Are there other solutions or modifications of these that are better?
I am using MySQL (with PHP), so I don't know if other databases have better methods to deal with this issue.
I prefer the date expired field method. However, sometimes it is useful to have two dates, both initial date, and date expired. Because if data can expire, it is often useful to know when it was active, and that means also knowing when it started existing.
I like the expired_flag option over the date_expired option, if query speed is important to you.
I think adding the date_expired column is the easiest and least invasive method. As long as your INSERTS and SELECTS use explicit column lists (they should be if they're not) then there is no impact to your existing CRUD operations. Add an index on the date_expired column and developers can add it as a property to any classes or logic that depend on the data in the existing table. All in all the best value for the effort. I agree that the other methods (i.e. archive tables) are troublesome at best, by comparison.
I usually don't like database triggers, since they can lead to strange "behind the scenes" behavior, but putting a trigger on delete to insert the about-to-be-deleted data into a history table might be an option.
In my experience, we usually just use an "Active" bit, or a "DateExpired" datetime like you mentioned. That works pretty well, and is really easy to deal with and query.
There's a related post here that offers a few other options. Maybe the CDC option?
SQL Server history table - populate through SP or Trigger?
May I also suggest adding a "Status" column that matches an enumerated type in the code you're using. Drop an index on the column and you'll be able to very easily and efficiently narrow down your returned data via your where clauses.
Some possible enumerated values to use, depending on your needs:
Active
Deleted
Suspended
InUse (Sort of a pseudo-locking mechanism)
Set the column up as an tinyint (that's SQL Server...not sure of the MySQL equivalent). You can also setup a matching lookup table with the key/value pairs and a foreign key constraint between the tables if you wish.
I've always used the ValidFrom, ValidTo approach where each table has these two additional fields. If ValidTo Is Null or > Now() then you know you have a valid record. In this way you can also add data to the table before it's live.
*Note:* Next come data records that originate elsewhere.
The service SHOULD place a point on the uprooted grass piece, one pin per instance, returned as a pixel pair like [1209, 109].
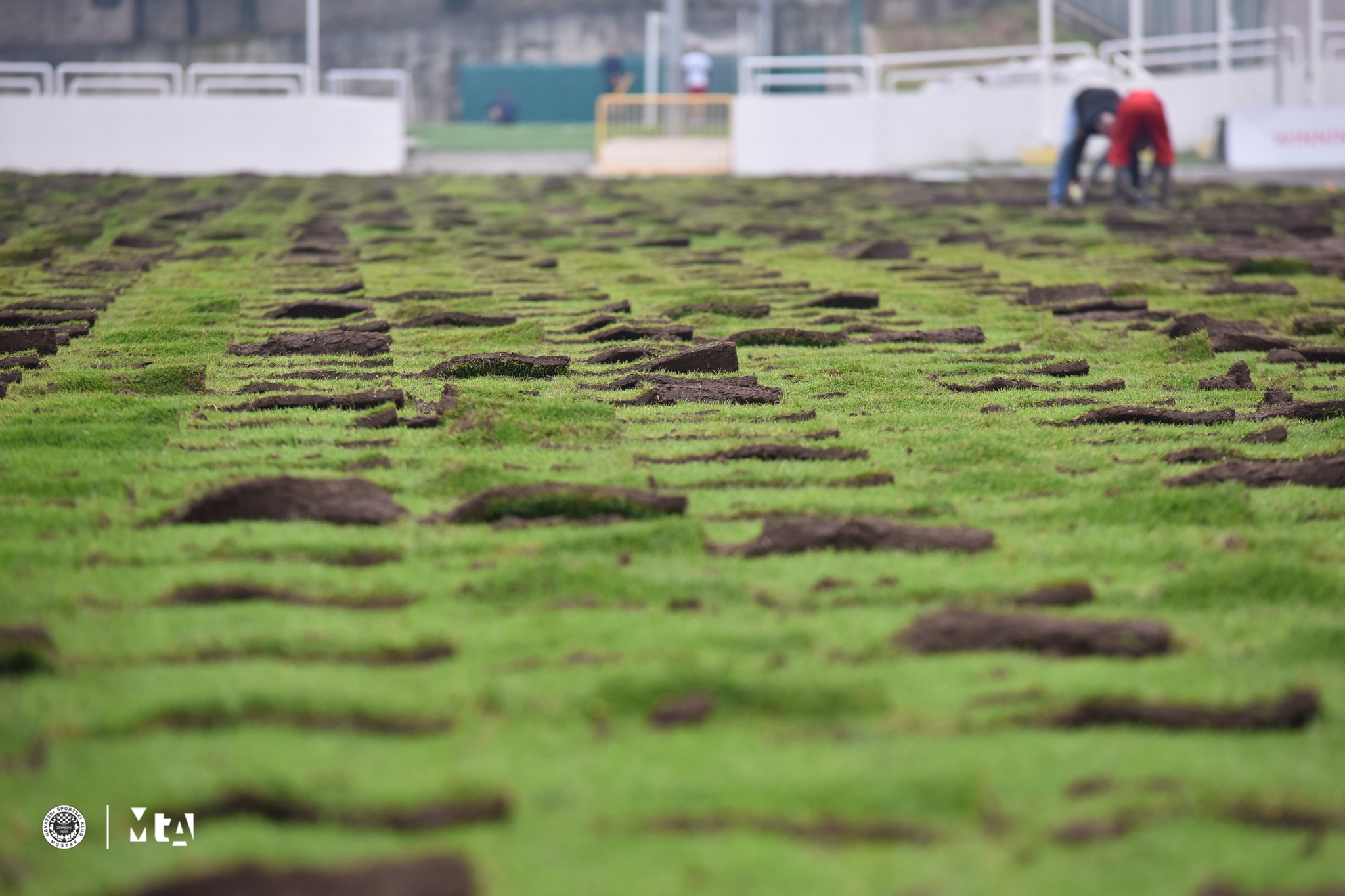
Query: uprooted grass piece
[433, 876]
[1064, 368]
[1136, 414]
[845, 300]
[355, 402]
[1296, 710]
[460, 319]
[328, 343]
[26, 649]
[956, 630]
[996, 385]
[799, 534]
[766, 453]
[1057, 595]
[286, 499]
[1239, 377]
[500, 364]
[564, 500]
[319, 308]
[715, 358]
[787, 336]
[244, 591]
[688, 710]
[623, 332]
[1325, 472]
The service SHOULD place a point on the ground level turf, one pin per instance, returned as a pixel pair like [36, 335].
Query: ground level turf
[628, 707]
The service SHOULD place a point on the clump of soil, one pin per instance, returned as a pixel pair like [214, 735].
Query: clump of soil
[625, 332]
[1071, 594]
[956, 630]
[799, 534]
[1136, 414]
[957, 335]
[787, 336]
[433, 876]
[688, 710]
[26, 649]
[845, 300]
[460, 319]
[994, 385]
[500, 364]
[564, 500]
[322, 309]
[328, 343]
[286, 499]
[1294, 711]
[244, 591]
[1239, 377]
[766, 453]
[1064, 368]
[715, 358]
[1271, 436]
[355, 402]
[1325, 471]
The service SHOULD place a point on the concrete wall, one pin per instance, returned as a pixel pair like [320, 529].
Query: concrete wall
[202, 136]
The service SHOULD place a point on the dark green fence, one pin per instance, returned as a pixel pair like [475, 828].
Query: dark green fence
[548, 92]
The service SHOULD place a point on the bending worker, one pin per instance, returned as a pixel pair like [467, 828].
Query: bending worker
[1093, 112]
[1141, 124]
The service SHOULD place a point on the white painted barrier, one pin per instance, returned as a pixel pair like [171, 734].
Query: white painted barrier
[1287, 139]
[185, 136]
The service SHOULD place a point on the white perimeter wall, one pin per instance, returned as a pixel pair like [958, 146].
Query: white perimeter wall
[183, 136]
[889, 132]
There are some fields that my tables usually have: creation_date, last_modification, last_modifier (fk to user), is_active (boolean or number, depending on the database).
Look at the "Slowly Changing Dimension" SCD algorithms. There are several choices from the Data Warehousing world that apply here.
None is "best" -- each responds to different requirements.
Here's a tidy summary.
Type 1: The new record replaces the original record. No trace of the old record exists.
Type 4 is a variation on this moves the history to another table.
Type 2: A new record is added into the customer dimension table. To distinguish, a "valid date range" pair of columns in required. It helps to have a "this record is current" flag.
Type 3: The original record is modified to reflect the change.
In this case, there are columns for one or more previous values of the columns likely to change. This has an obvious limitation because it's bound to a specific number of columns. However, it is often used on conjunction with other types.
You can read more about this if you search for "Slowly Changing Dimension".
http://en.wikipedia.org/wiki/Slowly_Changing_Dimension
A very nice approach by Oracle to this problem is partitions. I don't think MySQL have something similar though.